Bemdito

O que foi feito do tempo?

O retorno ao convívio social revela a dificuldade de entender as mudanças causadas pela pandemia
POR Leonardo Araújo

Dia desses li uma matéria  que me chamou particularmente a atenção. Das 1.160 palavras acrescidas à 6ª edição do dicionário Volp (Vocabulário Ortográfico da Língua Portuguesa), da Academia Brasileira de Letras, 65 (5,6%) têm a ver, direta ou indiretamente, com a pandemia. O texto trazia também a informação de que a última vez que tal quantidade de vocábulos, relativos a um mesmo evento, foi adicionada a nosso idioma o mundo ainda estava às voltas com a 2ª Guerra Mundial.

Isso fez reverberar uma impressão que vinha ganhando forma, e a qual cheguei a compartilhar com algumas das pessoas com quem tenho dividido a vida enquanto escapo das armadilhas da solidão que, nesses tempos estranhos, se anuncia de forma tão renhida. Talvez, como a geração que vivenciou esses dois grandes conflitos e todas as transformações que eles provocaram, estejamos diante de um campo de sentidos profundamente fragmentado. Daí as tentativas, mais ou menos angustiadas, de criar palavras e outras formas de expressão para dar conta do constante sentimento de desencaixe, de que nada será como antes. 

 A perda da possibilidade dos encontros e dos rituais sociais que marcam os ciclos da vida coletiva são dois dos efeitos mais marcantes desse processo, gerando uma dificuldade inédita de contabilizar o tempo. Quase dois anos se passaram desde o primeiro decreto de lockdown no país, mas a impressão é de não saber onde foram parar os dias, as semanas, os meses que continuaram a se suceder sem que nos déssemos conta.

Com frequência, ao me olhar no espelho ou nas telas dos dispositivos, reconheço novas marcas no rosto, a profusão de pelos brancos na barba. E, no entanto, continuo a me perguntar, dia após dia, o que foi feito do tempo que não vivi. Pois a sensação que fica é a de que estamos lidando com a perda de uma série de referentes que nos lançou em uma indeterminação difícil de simbolizar. Que, por hora, nenhuma experiência integrativa nos é possível, em razão de não fazermos ideia do que nos espera no futuro. Estará a pandemia perto do fim? Será essa suposta volta à “normalidade” apenas a antecipação de alguma nova onda? Teremos definitivamente adentrado uma “era” marcada por eventos catastróficos em escala global?

Se, como diz Heidegger, o modo como nos projetamos no tempo é o que confere sentido ao Ser, as incertezas a respeito do que virá e a fratura simbólica causada pela pandemia fizeram com que o repertório de experiências com o qual vínhamos nos virando até então deixasse de funcionar a contento.
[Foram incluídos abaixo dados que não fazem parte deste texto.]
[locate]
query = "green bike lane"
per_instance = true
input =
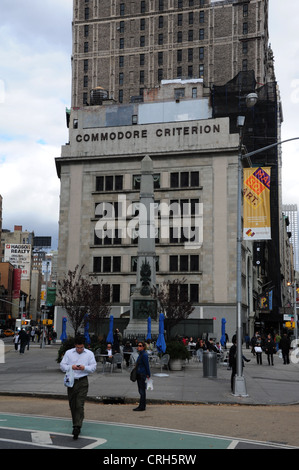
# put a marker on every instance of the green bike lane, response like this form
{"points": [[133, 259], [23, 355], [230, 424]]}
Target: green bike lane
{"points": [[27, 431]]}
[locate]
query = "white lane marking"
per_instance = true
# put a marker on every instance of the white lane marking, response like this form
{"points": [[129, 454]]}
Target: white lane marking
{"points": [[41, 437]]}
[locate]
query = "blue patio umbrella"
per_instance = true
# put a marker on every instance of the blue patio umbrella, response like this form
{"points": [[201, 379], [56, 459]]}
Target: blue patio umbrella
{"points": [[222, 339], [63, 335], [86, 329], [110, 333], [149, 328], [161, 345]]}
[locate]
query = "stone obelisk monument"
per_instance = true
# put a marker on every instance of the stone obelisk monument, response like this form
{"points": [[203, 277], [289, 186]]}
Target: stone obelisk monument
{"points": [[142, 304]]}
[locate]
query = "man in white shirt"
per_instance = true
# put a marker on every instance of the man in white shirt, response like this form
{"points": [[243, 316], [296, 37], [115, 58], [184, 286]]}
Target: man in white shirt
{"points": [[83, 362]]}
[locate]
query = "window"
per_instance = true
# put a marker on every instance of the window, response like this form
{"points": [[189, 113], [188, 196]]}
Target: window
{"points": [[115, 292], [97, 263], [109, 183], [173, 263], [182, 180], [121, 26], [194, 293]]}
E com isso, uma série de novas modalidades de sofrimento aparece como sintoma, deixando-nos como tarefa encontrar meios de elaborar um duplo trauma: o da perda de mais de 600 mil vidas e o de termos como presidente um sujeito que continua apostando na morte e na desinformação como estratégia de permanência no poder. 

Em meu caso, tudo isso ficou mais evidente quando voltei a circular por alguns dos lugares que me eram tão caros e aos quais não tornei antes da diminuição dos números do COVID e de tomar as duas doses da vacina. Pois ir à rua passou a representar para mim um encontro radical com o tempo.

 Das paisagens que me conferiam um lugar de familiaridade pouco restou. Talvez apenas seus contornos, os quais abrigam agora a transformação acelerada de tudo que, antes, costumava dar a sensação de casa. “Fortaleza anda triste, mudada”, penso. Por vezes, percorro suas ruas com a sensação do expatriado que acaba de retornar, tentando desesperadamente estabelecer outras ancoragens, em meio a movimentação confusa das águas do presente. 

Tentar fazer sentido é trabalhoso, cansa. E no mais das vezes parece apenas a repetição do murro em ponta de faca. Outro dia, ouvi de um velho a seguinte frase: “Eu não entendo mais é nada”. Isso me pôs a pensar longamente, já que parece haver mesmo uma verdadeira sabedoria em abandonar, por vezes, a laboriosa costura que nos prende ao solo do que pode ser dito e compartilhado. Assumir isso talvez seja a melhor maneira de construir outra relação com o tempo e com sua passagem. Como disse Caetano Veloso em Oração ao Tempo, “Ainda assim acredito / Ser possível reunirmo-nos / Tempo, tempo, tempo / Num outro nível de vínculo / Tempo, tempo, tempo, tempo”.

Leonardo Araújo

Psicanalista, é mestre em comunicação e doutor em sociologia, com pesquisa em corpo, arte e política.